As managing director, Jon has grown the business from one to six practices, with a team of more than 60 experienced pain physicians, psychologists and physiotherapists who provide evidence-based and individualised multidisciplinary pain management.

Many of the Advance Healthcare clinicians are involved in the Low Back Research Team at La Trobe University, where Jon is an Adjunct Associate Professor of Physiotherapy.

In 2016, Jon and colleagues published a high-quality randomised controlled trial on an approach called ‘specific treatment of problems of the spine’, adding to more than 60 papers on the relative importance of different biopsychosocial factors in clinical decision-making.

He is conducting further implementation studies of this approach in overseas populations and is also leading a number of large trials in Australia on individualised motivational interviewing and motor control for low back pain.

Motivating and training a team of practitioners to help people to fulfil their potential inspired Jon to undertake specialisation and fellowship.

‘Specialisation, to me, is the pinnacle of my commitment to lifelong learning as an individual practitioner and also as an educator of other physiotherapists.

'It offered an opportunity to challenge myself to scrutiny of my clinical competency at the highest level.’

Jon says there are many benefits to physiotherapy specialisation, including:

  • improved clinical outcomes for his patients
  • recognition of clinical competency as an expert in chronic pain by patients, referrers and peers
  • the development of skills in active learning, including the opportunity to facilitate the next cohort of pain registrars
  • the ability to increase fees for services in private practice
  • networking and recognition within the College, leading to opportunities to participate in a variety of different projects (eg, the Victorian Transport Accident Commission Enhanced Recovery Program)
  • collegiability among the College specialists and the pain cohort.

The primary challenge of specialisation is receiving and positively responding to frequent, direct and explicit feedback, particularly as an already well-established senior practitioner.

Kayaking and water sports continue to influence Jon’s career. A balanced life, he says, is important when striving to achieve career goals.

A desire to ‘help people to become their best’ and to give back to the community extends to working with youth in surf lifesaving as head coach of Point Leo Surf Life Saving Club and president of MP Paddlers (a kayak club competing in downwind and flatwater racing).

When not working or volunteering, Jon is off-roading in the outback, surfing, kayaking and playing guitar in his jazz-funk fusion band.

In a professional capacity, he joined the organising committee of the 11th Interdisciplinary World Congress on Low Back and Pelvic Girdle Pain, to be held in Melbourne on 1–4 November.
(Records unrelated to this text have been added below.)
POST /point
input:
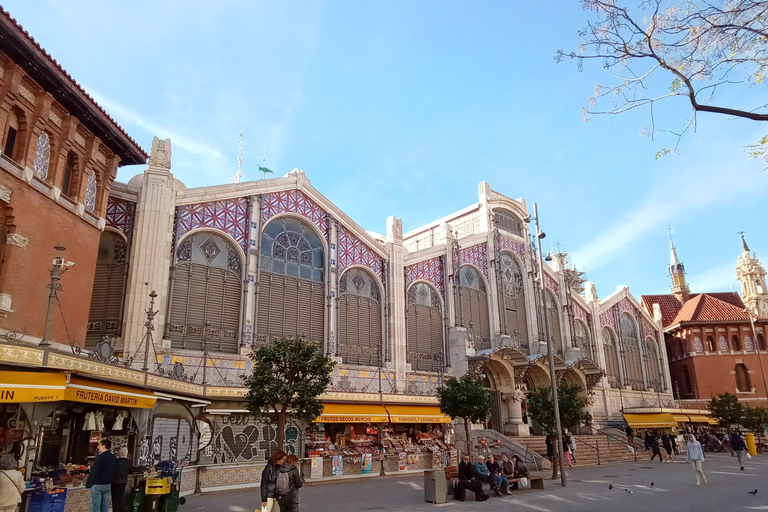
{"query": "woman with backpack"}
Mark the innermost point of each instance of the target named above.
(287, 486)
(269, 480)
Jon’s advice to peers who are considering following the APA Physiotherapy Career Pathway to become Titled Members (members of the Australian College of Physiotherapists, MACP) or Specialist Physiotherapists (fellows of the Australian College of Physiotherapists, FACP) is to seek out opportunity and active support networks.

‘Find a work environment that supports the development of specialist skills and a lifelong learning culture.
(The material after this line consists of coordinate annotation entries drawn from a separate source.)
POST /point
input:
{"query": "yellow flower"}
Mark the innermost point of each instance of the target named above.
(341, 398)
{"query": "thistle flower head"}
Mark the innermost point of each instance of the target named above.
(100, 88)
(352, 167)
'Develop a network of career and clinical mentors.

'Allow sufficient time and structure within your clinical routine for ongoing education and embedding new skills into clinical practice.

'Find opportunities to engage in clinical research collaboration, co-author systematic reviews as an initial foray into clinical research and consider the new portfolio pathway as a method of gaining titling en route to specialisation.’